Company Architecture

The more that I understand about software architecture, the more that i think it applies to companies. That is, every company is an information system. A company takes requests from customers, passes those requests to business units, that satisfy the requirements of the request using different internal, or external services,. to produce a service, or product, as requested by our client.

I have no doubt that I’m not the first person to notice this, in fact Domain Driven Design focuses heavily on ensuring that the software systems built for a company reflect the company itself.

Conway’s Law also points out how closely the software created by a company matches the company’s communication structures.

I’m pointing to the opposite though, that companies are information systems, and can be looked at in much the same way as multi-threaded, multi process, or even microservice based, systems.

Once you take this mindset to a company, you can start applying some classic patterns to it. I’ve already alluded to a microservice system, but lets start with the basics.

Start with Designing Multi threaded applications. These three patterns are going to be used and repeated and combined many many times, just like the software.

An example company, that does catalogue sales, will have a Pipeline, where calls will be received by the sales team from customers making requests for some products. The calls will be noted down, then passed to a procurement team that will pick the products from the warehouse, pack them, then send them out to the customer.

The first stop, the sales team answering calls, we need many, many people answering those phones. so the pipeline starts when calls are received by a VoIP or PBX system that fans calls out to the people answering, many Peers.

Sounds very similar to a Load Balancer that is passing requests to many API services already doesn’t it.

As said before the call takers note down the details of the request and pass that information to the appropriate procurement team for fulfilment. There can be many teams that fulfil requests.

So we are again going to employ a Peer model. All the peers see the request, and one of the peers that can fulfil it grabs the request Event driven architecture anyone?

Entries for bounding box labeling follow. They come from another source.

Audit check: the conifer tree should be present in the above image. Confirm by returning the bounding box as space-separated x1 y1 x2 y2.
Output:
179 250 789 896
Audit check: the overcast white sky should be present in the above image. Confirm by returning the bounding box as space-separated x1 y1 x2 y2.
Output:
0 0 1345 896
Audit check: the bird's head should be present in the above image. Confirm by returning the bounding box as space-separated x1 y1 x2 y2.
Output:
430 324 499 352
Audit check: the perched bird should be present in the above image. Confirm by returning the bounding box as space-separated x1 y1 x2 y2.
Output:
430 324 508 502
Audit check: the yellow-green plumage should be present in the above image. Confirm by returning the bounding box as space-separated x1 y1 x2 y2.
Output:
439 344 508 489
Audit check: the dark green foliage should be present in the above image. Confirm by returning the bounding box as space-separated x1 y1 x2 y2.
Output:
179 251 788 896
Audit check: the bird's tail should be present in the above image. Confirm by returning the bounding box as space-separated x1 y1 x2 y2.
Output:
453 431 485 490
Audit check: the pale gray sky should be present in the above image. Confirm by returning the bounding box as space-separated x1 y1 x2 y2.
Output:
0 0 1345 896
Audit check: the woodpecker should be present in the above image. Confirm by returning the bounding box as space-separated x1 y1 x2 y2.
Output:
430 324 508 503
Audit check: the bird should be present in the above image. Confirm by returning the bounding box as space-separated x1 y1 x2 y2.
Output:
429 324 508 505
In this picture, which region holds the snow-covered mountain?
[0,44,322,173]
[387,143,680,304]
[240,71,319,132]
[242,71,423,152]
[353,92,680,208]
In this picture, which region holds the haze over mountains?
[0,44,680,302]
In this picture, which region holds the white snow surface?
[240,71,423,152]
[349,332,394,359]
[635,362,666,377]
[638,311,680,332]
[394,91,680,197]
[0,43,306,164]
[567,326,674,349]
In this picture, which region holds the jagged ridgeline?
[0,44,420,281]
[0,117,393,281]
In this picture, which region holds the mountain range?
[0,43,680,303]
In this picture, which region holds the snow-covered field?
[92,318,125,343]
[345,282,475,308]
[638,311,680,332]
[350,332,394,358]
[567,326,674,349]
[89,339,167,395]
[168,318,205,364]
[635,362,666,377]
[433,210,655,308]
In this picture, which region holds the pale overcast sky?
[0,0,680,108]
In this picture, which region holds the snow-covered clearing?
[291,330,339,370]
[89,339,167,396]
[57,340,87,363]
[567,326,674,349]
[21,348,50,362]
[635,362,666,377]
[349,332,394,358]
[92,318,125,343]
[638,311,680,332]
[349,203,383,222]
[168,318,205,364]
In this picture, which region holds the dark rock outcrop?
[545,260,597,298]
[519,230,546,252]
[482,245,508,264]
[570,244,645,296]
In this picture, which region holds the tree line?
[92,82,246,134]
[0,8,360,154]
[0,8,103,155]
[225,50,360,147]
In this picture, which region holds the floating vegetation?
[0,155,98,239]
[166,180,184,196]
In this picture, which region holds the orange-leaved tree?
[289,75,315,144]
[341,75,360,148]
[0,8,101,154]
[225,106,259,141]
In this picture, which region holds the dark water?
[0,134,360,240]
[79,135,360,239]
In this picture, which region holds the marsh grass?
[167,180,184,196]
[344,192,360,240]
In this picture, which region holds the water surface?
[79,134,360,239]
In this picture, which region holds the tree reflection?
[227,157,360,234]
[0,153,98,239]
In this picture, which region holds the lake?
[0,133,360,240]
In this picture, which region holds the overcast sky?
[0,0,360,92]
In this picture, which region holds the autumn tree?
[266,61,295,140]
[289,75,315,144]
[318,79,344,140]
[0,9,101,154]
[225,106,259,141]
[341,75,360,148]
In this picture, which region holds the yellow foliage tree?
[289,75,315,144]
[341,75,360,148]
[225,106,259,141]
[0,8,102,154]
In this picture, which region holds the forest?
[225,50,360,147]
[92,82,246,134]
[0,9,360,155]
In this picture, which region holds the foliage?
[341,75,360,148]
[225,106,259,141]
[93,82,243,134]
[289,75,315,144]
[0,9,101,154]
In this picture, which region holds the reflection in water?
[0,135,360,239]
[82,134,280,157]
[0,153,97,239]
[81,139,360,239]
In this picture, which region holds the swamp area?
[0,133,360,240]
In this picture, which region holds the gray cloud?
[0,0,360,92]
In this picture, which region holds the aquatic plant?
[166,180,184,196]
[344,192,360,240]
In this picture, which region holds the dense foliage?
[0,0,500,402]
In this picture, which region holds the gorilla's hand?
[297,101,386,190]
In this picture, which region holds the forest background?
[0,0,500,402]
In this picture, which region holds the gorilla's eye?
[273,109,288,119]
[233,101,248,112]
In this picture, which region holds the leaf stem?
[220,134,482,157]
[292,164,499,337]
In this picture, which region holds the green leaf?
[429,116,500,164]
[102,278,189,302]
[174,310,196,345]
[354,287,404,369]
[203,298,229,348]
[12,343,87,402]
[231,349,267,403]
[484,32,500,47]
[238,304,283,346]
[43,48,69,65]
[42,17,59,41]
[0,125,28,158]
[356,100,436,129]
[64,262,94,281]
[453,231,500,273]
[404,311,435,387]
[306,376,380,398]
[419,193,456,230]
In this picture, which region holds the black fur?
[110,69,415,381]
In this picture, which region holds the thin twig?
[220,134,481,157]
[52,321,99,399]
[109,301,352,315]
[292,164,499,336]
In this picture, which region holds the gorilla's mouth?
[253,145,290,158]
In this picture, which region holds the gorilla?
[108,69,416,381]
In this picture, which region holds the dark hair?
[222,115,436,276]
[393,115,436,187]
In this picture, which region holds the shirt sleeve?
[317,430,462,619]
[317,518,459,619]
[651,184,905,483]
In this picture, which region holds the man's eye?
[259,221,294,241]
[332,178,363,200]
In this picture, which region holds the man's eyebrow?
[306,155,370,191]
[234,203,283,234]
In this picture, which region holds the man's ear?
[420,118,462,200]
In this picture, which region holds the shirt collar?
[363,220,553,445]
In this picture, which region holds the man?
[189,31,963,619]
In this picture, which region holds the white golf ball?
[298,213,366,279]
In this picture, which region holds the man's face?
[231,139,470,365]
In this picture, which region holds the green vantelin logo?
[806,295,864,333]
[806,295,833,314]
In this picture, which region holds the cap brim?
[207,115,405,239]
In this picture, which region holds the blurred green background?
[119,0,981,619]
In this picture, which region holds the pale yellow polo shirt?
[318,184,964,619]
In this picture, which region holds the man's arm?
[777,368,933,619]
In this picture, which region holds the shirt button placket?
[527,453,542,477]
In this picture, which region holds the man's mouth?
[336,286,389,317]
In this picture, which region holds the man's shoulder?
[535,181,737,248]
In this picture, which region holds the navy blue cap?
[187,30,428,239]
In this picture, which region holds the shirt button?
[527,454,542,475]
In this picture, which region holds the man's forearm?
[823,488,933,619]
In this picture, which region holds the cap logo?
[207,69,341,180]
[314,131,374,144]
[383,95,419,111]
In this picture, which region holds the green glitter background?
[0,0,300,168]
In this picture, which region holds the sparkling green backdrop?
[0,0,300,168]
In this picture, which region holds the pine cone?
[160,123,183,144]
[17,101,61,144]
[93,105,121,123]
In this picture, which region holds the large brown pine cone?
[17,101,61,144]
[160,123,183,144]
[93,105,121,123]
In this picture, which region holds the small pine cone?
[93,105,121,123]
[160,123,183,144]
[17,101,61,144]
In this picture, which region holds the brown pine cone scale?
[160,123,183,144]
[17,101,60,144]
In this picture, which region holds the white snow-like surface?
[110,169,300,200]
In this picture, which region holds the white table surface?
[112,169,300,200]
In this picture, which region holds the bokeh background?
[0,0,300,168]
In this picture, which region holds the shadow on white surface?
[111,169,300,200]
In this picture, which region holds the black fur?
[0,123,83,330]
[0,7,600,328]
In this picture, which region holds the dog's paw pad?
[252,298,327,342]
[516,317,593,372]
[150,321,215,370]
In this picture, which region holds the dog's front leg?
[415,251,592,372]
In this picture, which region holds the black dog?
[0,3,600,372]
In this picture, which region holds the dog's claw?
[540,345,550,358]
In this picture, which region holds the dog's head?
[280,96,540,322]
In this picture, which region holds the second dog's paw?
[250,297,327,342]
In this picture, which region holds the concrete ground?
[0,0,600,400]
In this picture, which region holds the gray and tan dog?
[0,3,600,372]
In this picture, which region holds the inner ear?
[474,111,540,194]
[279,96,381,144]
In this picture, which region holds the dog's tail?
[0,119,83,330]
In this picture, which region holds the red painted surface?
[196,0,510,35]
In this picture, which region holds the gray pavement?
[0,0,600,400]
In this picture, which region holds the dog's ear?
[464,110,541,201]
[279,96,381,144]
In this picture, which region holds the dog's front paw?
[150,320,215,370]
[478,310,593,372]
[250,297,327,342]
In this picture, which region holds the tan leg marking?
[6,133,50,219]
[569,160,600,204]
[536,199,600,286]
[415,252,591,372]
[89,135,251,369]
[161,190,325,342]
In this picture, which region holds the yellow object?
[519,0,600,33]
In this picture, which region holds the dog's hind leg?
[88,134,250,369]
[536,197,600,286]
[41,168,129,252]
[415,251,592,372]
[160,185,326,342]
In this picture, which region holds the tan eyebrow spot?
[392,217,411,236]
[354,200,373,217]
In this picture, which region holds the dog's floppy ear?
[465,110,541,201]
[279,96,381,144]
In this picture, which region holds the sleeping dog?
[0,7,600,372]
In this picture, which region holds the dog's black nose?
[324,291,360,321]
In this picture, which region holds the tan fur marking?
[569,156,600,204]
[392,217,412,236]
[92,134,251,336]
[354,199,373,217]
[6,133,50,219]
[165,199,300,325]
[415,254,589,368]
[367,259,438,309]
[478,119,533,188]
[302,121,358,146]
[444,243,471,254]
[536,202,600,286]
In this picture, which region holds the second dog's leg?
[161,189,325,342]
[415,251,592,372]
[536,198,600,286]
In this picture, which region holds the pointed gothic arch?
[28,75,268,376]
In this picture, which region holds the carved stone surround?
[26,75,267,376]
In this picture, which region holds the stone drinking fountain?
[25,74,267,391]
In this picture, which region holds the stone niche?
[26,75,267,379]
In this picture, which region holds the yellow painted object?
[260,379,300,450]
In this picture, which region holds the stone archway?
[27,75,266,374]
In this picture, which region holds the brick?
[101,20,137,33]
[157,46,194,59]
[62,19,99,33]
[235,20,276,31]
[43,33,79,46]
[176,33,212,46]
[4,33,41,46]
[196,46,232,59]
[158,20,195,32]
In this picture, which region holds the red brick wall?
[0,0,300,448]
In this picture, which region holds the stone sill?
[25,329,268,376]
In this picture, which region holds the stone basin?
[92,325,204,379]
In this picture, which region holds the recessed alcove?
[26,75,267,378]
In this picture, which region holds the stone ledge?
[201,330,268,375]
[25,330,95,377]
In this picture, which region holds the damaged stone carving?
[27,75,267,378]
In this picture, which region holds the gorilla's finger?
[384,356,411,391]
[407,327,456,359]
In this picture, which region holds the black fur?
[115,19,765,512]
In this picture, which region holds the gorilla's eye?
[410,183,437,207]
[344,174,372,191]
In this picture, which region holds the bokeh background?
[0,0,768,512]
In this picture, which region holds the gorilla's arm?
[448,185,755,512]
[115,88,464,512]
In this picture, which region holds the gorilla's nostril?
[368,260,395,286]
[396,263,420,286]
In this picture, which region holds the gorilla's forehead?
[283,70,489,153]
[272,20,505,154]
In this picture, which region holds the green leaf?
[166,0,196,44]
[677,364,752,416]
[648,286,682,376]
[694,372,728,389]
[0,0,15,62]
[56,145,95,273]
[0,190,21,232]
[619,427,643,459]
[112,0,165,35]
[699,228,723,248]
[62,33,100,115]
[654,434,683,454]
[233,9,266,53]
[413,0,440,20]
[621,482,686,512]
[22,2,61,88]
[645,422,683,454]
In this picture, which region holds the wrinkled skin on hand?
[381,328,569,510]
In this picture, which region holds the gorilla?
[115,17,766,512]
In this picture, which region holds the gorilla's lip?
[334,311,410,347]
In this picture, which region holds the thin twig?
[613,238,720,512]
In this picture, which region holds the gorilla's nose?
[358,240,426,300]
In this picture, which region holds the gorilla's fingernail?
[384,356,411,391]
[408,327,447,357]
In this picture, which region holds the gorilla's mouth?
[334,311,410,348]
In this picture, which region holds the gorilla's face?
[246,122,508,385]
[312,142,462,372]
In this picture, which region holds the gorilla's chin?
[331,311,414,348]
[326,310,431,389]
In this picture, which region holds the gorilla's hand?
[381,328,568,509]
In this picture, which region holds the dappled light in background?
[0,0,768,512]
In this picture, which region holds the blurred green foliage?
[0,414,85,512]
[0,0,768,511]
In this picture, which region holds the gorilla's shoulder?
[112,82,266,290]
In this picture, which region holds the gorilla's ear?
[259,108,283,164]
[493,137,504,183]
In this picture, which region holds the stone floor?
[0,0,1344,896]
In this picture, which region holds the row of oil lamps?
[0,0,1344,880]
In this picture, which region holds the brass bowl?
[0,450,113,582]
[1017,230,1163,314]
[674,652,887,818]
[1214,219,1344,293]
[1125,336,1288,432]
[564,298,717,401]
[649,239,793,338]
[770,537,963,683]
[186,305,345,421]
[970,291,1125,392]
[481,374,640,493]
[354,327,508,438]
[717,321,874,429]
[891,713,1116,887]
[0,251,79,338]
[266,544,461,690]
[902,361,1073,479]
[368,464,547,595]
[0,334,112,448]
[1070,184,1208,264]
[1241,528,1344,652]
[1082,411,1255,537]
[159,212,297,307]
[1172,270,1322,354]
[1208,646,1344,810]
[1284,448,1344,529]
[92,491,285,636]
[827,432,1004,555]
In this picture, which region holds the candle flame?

As it turns out the we’ll employ a Boss Worker model in the fulfilment peers. The peers themselves will send requests to different parts of different warehouses asking for various things as required by the initial customer request.

These peers are the bosses, and they will wait for responses from the downstream workers on the fulfilment. Precisely what models are used by those downstream services is left as an exercise for the reader. One thing, though, is that if the fulfilment peer is isolated from the exact details that each downstream service requires, then some decoupling can occur, and that is starting to look a lot like Hexagonal Architecture.

Once the customer’s request has been picked and packed, it’s ready to be transported to the customer.

As I write this, I struggle to think of a business that isn’t, at its core, an information system. Whether a massive warehousing company, like Amazon, or Walmart (where the retail stores are the fulfilment peers, with local caches), or a neighbourhood Car Mechanic.